Dziś moja hondzina postanowiła zrobić przedstawienie pod sklepem.
Ale po kolei
Na przejażdżce była chyba z miesiąc temu. W międzyczasie był urlop z rodzinną nad morzem. Wróciłem, poszedłem do stodoły, odpaliła z lekkimi oporami.

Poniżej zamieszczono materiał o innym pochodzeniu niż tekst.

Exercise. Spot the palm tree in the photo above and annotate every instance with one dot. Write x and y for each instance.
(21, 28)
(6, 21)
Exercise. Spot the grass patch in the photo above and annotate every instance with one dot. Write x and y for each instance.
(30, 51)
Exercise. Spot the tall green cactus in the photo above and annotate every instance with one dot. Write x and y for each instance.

Dziś stwierdziłem, że pora ją przewietrzyć, więc pojechałem do roboty. Rano odpaliła bez problemu, pojechałem do roboty, o 17 wyszedłem, zrobiłem kółeczko 50 km zatrzymałem się pod sklepem coby mieć co jutro w robocie jeść wychodzę i .... d..a.... Rozrusznik kręci jak szalony a ona nic, ewentualnie ostre dupnięcie w wydech, ale to takie na pół wsi. Mówiąc krótko cyrk pode sklepem. Oczywiście żadnych kluczy nic nie mam. Nawet siedzenia zdjąć nie ma jak. Zdjąłem boczek pogrzebałem we wtyczkach kręce nic, kręce odpuściłem ale jak odpuściłem złapał zapłon jeden raz. Założyłem boczek pokręciłem i odpalił ....
Tylko mi nie mówcie że mam kupić ignitecha ....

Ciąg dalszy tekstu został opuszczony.